---
name: seedmap-test-collides-live-daemon
description: spt-daemon seedmap::request_stop_barrier_holds_until_no_listener 240s timeout on a LOADED shared box = STARVATION flake (NOT a prod-daemon socket collision — that theory was REFUTED). Rerunnable. with_home fully isolates.
metadata: 
  node_type: memory
  type: project
  originSessionId: 16842a97-6889-4f10-b3ac-07f857482143
---

**FINDING (2026-06-24, v0.15.0 W5-strip gate). CORRECTED — the first framing (live-daemon socket collision) was WRONG/refuted.** `cargo nextest -p spt-daemon` FULL run hits a 240s TIMEOUT on `seedmap::request_stop_barrier_holds_until_no_listener` (seedmap.rs:366) **when the shared box is loaded** (live agents + prod daemon 149588 up). Passes daemon-DOWN/idle (W3/W4/W5 gates green; CI kitsubito green). Unrelated to any code change.

**NOT A COLLISION (refuted, fully grounded):** the test uses `crate::test_home::with_home` (test_home.rs:24-28) which sets `SPT_HOME` to a FRESH `tempfile::tempdir()` per test; `spt_home()` is PURE — live `SPT_HOME` read, no cache (perch.rs:34-35, the "spt_home is pure" unit pins it). `seed_socket_name()` = `spt-daemon-seed-{hash(spt_home())}.sock` (endpoint.rs:32) → inside the test that's hash(unique tempdir) = a UNIQUE socket. Prod 149588 runs the DEFAULT home → a DIFFERENT socket name. So the test's `start()`/`request_stop` only ever reach the test's OWN in-process listener — they CANNOT touch prod. No shared socket, no request_stop-prod hazard. (todlando's "fixed/global name colliding with prod" theory, which doyle wrongly echoed as 'confirmed', is refuted.)

**REAL CAUSE = STARVATION/CONTENTION:** the in-process serve-thread + the `request_stop` barrier (+ the `start()` 400×5ms ping-wait) are timing-sensitive; when the shared self-hosted box is LOADED (live agents + prod daemon), thread scheduling starves the barrier → the 240s nextest slow-timeout SIGKILL backstop fires. Idle box → fast → passes. This is exactly the "cross-run scheduler starvation on the shared self-hosted boxes" the ci.yml env headroom (SPT_ATTACH_GATE_WATCHDOG_MS/IPC_DEADLINE_MS) documents — load noise, not a wedge. The daemon-up/down correlation is LOAD correlation, not socket correlation.

**RELEASE/GATE PROTOCOL:** it's a RERUNNABLE flake — a less-contended slot passes.

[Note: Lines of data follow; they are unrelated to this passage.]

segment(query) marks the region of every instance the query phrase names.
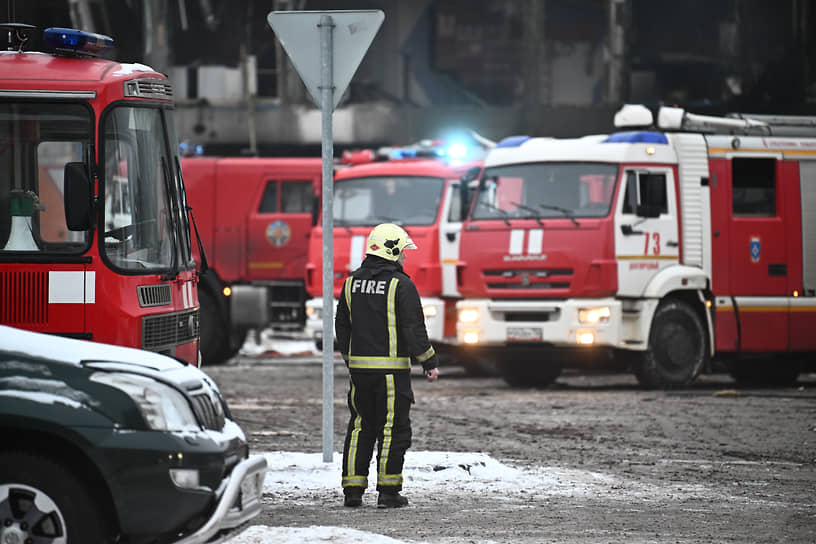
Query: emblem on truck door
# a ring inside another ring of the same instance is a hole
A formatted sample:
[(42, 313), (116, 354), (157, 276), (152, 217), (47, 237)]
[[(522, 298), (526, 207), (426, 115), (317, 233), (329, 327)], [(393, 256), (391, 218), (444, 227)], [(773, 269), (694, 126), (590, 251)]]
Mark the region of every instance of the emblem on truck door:
[(283, 247), (289, 242), (292, 237), (292, 231), (289, 225), (283, 221), (275, 221), (266, 227), (266, 239), (275, 247)]

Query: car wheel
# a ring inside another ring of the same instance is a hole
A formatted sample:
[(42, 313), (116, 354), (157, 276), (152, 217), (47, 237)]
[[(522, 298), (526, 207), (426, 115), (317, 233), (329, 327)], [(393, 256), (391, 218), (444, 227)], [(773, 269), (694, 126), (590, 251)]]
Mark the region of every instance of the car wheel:
[(709, 357), (700, 316), (685, 302), (668, 300), (655, 312), (649, 348), (635, 363), (635, 377), (650, 389), (682, 387), (697, 378)]
[(47, 457), (0, 453), (2, 542), (111, 542), (109, 517), (87, 484)]

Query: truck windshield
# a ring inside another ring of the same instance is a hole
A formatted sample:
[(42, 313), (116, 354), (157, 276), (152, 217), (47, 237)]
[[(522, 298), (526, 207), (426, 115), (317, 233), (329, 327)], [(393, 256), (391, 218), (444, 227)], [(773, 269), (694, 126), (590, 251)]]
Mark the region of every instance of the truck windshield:
[(432, 225), (442, 202), (442, 178), (372, 176), (337, 180), (334, 220), (343, 226)]
[(87, 162), (92, 126), (82, 104), (0, 102), (0, 255), (87, 250), (65, 222), (63, 173)]
[[(130, 273), (177, 272), (190, 260), (178, 158), (163, 111), (119, 106), (106, 117), (104, 252)], [(173, 132), (175, 134), (175, 132)]]
[(547, 162), (487, 168), (471, 219), (605, 217), (618, 166)]

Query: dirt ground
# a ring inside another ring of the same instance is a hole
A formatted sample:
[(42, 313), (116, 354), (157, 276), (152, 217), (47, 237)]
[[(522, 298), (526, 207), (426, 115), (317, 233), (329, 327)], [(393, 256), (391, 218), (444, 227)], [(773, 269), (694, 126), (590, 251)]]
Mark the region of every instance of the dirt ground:
[[(348, 378), (336, 362), (339, 452)], [(253, 451), (322, 451), (319, 357), (237, 358), (205, 371)], [(342, 506), (339, 488), (310, 500), (271, 493), (253, 524), (429, 543), (816, 542), (816, 374), (750, 390), (707, 375), (666, 392), (627, 374), (574, 373), (518, 390), (453, 367), (434, 384), (415, 371), (414, 392), (412, 450), (484, 452), (538, 479), (498, 493), (412, 493), (406, 481), (411, 504), (400, 510), (377, 510), (373, 484), (358, 509)]]

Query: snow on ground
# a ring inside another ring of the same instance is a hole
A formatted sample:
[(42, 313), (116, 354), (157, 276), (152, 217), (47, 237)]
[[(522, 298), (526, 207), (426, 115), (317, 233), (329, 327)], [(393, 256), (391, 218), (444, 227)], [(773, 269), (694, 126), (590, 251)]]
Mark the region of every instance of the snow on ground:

When gating locally with a loaded box, EXCLUDE it (`-E 'not test(request_stop_barrier_holds_until_no_listener)'`) and lean on kitsubito + idle-box passes; on CI, rerun-per-attempt if it reds on hfenduleam. NEVER kill 149588 to get a clean run ([[no-machinewide-killon-shared-runner]], [[spt-daemon-is-live-infra]]).

**FOLLOW-UP (lower severity than first logged — flake not hazard):** harden the test for a loaded shared box — generous/load-tolerant barrier+ping timeout (mirror the SPT_ATTACH_*_MS env-headroom precedent), or mark it heavy-serial. NOT a v0.15.0 blocker.

**LESSON (doyle):** verify the FULL chain before confirming a diagnosis. doyle grounded the home_tag mechanism (necessary) but echoed "collision confirmed" to todlando + wrote a wrong memory BEFORE checking the two load-bearing facts — `spt_home()` purity + what `with_home` actually sets. A partial mechanism check is not a confirmation. Caught it before the release was mis-handled (held deployah, then reversed), but only after a wrong "confirmed". Kin [[gate-against-documented-design]], [[which process is the listener]].